28 April 2015

Car Stuff: Random Sighting #37

This week I have another contribution from Just Bud Fox, who finds these vehicles when he's out taking lunchtime walks.

This blue barge is a 1963 Ford Galaxie 500 two-door hardtop. Technically it's considered a 1963-1/2 Galaxie 500 "Sports Hardtop" because this model with a steeply angled roofline and rear window was a midyear introduction. (At the beginning of the '63 model year, the Galaxie 500 hardtop looked like this, and Ford continued to offer it alongside this one for the rest of the model year.)
It was curious for Ford to launch a new body style in the middle of the model year, especially since the more formal roofline with large "blind" side panels from the "regular" Galaxie 500 hardtop had originated with Ford back in 1958, with the introduction of the four-passenger Thunderbird.

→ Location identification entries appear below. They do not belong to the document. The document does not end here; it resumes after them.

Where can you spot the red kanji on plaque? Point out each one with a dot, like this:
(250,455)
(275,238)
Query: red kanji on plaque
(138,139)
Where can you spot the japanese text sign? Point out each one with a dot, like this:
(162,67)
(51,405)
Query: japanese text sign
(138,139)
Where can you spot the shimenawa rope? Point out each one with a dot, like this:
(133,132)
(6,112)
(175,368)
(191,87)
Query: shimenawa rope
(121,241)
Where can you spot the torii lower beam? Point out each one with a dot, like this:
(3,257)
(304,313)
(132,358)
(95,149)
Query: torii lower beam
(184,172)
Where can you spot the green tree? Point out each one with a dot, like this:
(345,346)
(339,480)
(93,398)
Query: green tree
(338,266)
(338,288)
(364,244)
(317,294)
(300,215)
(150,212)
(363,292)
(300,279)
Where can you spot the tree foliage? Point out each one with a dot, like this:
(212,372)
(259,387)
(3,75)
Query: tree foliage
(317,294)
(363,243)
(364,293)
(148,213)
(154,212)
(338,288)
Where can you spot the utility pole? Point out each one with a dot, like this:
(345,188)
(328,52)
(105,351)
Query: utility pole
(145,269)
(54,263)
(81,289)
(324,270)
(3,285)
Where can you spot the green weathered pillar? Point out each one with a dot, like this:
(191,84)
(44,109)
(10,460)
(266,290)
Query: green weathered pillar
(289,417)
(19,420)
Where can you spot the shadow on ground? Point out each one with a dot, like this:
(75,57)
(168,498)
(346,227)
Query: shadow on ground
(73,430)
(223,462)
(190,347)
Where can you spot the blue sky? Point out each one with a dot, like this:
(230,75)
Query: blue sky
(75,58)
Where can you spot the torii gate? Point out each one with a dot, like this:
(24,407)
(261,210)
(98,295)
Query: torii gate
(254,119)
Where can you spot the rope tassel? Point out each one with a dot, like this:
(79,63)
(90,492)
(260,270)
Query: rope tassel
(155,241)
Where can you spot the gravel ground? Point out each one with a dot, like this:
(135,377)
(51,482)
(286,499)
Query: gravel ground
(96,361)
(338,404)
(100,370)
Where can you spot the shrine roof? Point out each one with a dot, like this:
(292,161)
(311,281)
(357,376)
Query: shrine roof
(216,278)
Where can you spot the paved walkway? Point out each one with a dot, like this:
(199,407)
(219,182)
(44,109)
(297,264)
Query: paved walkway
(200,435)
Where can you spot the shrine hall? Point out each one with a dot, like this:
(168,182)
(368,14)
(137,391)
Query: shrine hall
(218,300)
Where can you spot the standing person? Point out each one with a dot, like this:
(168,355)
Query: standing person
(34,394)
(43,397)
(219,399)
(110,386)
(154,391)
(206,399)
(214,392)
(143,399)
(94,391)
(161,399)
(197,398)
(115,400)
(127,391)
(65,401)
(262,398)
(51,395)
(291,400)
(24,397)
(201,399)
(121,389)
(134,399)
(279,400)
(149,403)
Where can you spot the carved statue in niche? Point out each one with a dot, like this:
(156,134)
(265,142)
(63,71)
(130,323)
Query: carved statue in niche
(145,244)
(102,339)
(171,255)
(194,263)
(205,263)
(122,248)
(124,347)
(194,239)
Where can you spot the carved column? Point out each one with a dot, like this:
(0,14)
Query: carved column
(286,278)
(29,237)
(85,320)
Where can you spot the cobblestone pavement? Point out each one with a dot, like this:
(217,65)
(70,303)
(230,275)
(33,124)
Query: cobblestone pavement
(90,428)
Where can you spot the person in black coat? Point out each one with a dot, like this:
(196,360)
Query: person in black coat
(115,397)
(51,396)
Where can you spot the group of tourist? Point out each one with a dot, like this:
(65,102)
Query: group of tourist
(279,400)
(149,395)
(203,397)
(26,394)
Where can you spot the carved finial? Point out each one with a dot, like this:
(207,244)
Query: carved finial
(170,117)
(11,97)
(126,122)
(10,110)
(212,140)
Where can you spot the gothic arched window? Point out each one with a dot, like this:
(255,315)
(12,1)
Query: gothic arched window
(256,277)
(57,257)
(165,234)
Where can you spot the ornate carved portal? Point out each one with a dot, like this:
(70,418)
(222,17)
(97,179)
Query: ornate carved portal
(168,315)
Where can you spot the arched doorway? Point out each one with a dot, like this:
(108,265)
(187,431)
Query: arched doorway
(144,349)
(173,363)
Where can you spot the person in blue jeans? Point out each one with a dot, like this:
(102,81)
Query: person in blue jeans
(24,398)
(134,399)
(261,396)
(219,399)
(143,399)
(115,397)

By the next year they had already started applying the roofline to the full-size Galaxie, a new model slotted above the long-running Fairlane. (Starting in 1962 the Fairlane name was transferred to Ford's new midsize cars, but by the end of the decade it had been phased out, supplanted by Torino.)
The formal roofline would return for 1965 on the new top-of-the-line LTD, and though Ford continued to offer a full-size two-door hardtop with a sweeping roofline through 1970, by that point the LTD's perceived luxury had become a much bigger selling point than any vague notion of sportiness, which had been shifted to the Mustang and, to a lesser extent, the Torino GT.
The '63 Fords were pretty attractive cars, perhaps not quite as appealing to me as the '63 Chevys, but close. Notice how the designers' 1950s habit of slathering on all sorts of trim bits is still in effect here: the individual letters on the hood and trunk, the little fin things on the edges of the hood, the full-length, bi-level side trim, the vertical doodads on the rear fender, the decorative panel across the rear that echoes the grille pattern, the attempt to make the roof look like a convertible top, etc.

(Back along the wall you can glimpse the Ranchero that I've featured previously, and that oxidized red thing on the right is a Yugo, a notoriously bad import from the 1980s. It's pretty amazing to see that one has survived.)